Ask HN: How do I penetrate the hosting market? - Allocator2008

Just for fun, I recently purchased a domain, www.kinnetekhosting.com, and set up a reseller hosting service on there, basically reselling hosting plans and grabbing a commission from it, in theory. So now I am wondering how to drive traffic? I know places like traffic-shack.com offer targeted traffic for sale. Are there other things one could do? I know hosting has been hopelessly saturated for at least a decade, and thankfully this is not my "main gig" more just a for fun thing, but still I wondered if anyone might have some ideas along these lines. Thanks! :-)
======
ErrantX
I tried this in about 2005. Getting any kind of custom was HARD (mostly the
only customers were clients from my freelance web design work).

After 4 years (wow that seems so little really!) we have only a few regulars
and are unable to bring in new custom because of being unable to compete price
wise.

You'll be better off offering "simple hosting" to niches. I.e. one idea I had
was to offer cheap gaming clan websites - with a small forum & all the default
pages a clan would need with a couple of nice looking templates to choose from
(your welcome to use that BTW, no way I have the time to implement it).
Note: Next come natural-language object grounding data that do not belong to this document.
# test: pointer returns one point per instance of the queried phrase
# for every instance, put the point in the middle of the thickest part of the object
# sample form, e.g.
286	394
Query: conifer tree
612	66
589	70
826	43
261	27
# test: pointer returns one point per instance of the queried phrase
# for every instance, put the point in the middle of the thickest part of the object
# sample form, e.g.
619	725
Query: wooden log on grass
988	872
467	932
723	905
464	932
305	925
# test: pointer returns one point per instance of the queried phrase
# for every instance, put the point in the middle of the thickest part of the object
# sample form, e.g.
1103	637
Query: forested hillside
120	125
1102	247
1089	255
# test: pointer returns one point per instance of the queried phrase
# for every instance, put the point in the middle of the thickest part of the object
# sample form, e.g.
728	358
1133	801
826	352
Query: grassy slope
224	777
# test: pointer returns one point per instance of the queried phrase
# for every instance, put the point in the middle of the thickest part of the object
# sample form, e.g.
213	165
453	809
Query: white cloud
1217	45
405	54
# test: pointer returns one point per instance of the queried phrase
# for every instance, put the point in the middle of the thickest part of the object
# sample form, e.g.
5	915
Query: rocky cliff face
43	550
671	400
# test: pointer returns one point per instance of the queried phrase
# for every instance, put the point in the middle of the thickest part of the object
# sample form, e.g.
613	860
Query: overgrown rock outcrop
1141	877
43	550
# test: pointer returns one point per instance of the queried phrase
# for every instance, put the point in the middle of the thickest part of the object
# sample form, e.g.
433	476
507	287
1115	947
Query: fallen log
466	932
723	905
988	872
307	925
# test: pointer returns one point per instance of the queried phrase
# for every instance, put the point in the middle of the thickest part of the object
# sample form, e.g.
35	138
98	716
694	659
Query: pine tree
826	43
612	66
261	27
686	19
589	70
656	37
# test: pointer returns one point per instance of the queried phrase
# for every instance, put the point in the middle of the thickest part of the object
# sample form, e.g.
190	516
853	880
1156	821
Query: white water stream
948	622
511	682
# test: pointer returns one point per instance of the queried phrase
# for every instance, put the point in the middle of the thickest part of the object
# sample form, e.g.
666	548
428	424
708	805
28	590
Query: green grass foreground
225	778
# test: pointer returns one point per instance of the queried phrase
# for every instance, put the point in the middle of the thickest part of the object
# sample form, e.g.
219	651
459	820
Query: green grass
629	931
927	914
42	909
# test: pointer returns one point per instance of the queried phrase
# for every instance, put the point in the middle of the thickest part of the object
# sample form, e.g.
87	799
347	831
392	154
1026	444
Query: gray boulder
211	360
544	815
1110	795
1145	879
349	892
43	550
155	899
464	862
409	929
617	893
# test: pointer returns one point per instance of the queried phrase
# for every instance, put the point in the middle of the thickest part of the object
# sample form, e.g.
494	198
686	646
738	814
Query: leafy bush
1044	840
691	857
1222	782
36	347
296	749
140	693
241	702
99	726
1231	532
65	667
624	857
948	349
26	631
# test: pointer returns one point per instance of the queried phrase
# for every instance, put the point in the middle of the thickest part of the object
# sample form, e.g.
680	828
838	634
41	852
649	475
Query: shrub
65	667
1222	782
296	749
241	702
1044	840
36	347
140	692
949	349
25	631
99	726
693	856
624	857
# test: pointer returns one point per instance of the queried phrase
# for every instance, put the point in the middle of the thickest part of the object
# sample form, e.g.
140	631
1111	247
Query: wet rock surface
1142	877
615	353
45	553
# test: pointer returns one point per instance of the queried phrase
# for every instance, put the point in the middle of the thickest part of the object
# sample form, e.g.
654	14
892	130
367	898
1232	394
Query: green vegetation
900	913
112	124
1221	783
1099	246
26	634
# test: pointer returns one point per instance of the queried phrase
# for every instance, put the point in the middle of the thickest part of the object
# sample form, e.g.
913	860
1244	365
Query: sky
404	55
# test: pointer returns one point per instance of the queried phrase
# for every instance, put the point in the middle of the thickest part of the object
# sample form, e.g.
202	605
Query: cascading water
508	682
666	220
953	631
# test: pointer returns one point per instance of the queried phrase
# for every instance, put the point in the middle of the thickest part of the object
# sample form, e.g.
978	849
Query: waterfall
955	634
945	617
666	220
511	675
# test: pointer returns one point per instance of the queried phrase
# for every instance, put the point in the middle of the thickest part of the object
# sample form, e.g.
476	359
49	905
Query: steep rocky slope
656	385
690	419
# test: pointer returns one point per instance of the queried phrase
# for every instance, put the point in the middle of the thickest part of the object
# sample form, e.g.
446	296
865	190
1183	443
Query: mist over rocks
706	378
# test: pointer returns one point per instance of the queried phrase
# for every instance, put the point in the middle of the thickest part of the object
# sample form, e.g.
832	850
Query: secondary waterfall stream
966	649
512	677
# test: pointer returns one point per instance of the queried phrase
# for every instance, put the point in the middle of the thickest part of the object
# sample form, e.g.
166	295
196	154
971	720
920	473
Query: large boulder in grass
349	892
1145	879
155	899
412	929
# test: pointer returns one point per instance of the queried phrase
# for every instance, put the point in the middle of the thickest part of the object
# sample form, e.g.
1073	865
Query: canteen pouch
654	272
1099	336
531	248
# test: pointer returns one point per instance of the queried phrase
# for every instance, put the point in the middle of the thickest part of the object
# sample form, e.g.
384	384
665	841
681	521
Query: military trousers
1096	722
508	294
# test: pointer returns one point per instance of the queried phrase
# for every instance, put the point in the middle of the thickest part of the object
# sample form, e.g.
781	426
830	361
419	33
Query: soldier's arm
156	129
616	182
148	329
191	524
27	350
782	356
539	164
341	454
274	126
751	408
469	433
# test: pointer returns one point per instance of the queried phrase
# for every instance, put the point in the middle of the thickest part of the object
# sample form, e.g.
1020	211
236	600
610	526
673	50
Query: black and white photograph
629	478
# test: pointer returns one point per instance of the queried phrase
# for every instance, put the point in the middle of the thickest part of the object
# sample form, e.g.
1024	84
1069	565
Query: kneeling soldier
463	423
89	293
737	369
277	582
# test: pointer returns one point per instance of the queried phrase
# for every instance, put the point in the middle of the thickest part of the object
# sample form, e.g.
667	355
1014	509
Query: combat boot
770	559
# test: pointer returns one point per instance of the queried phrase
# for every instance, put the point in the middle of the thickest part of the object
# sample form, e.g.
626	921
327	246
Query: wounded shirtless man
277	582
Sucessfully reselling space from an account like you have takes serious
legwork.. if it's just for fun I would pass it by :)

------
lsc
Try to create something that is more valuable than your competition. Either go
cheaper (difficult, in the shared hosting biz.) or provide some service above
and beyond your competitors (I know of many successful hosting companies that
targeted a certain kind of customer, for example, real-estate agents during
the boom, and basically sold nice templates for their niche.)

Another thing I notice is that if you post good technical info about what you
are doing, you get good links (and thus pagerank.) You need documentation
anyhow, so cleaning it up and posting it online is like free advertising.

But what do I know. it's not like my hosting company is wildly successful, and
I had what was once a unique product, Xen VPS hosting (I started before ec2,
using Xen2 on NetBSD. Of course, I now have a whole lot of competition, and I
don't have the cool provisioning systems they do.) and I still have a almost
2x price advantage over my nearest competitor. My biggest problem is
credibility. I need to dedicate a weekend to web design, as my current website
is inconsistent and out of date. (I have some technical issues, too... but
after last weekend, I've cleaned most of those up. I will be writing up a
thing on puppet this coming weekend. So embarrassing. I was aware of the
problem, and policy was to fix it on all new servers, I just forgot to edit
the config files in question. Yeah. moving to puppet.)

Still, my company is growing about as fast as I can get new infrastructure up
(which isn't as fast as you'd think. I've got two other essentially full-time
jobs.)

------
noodle
if all you're doing is reselling hosting from some other host, you're unlikely
to penetrate the market at large.

find a niche and cater to it.

------
rms
Start practicing your SEO voodoo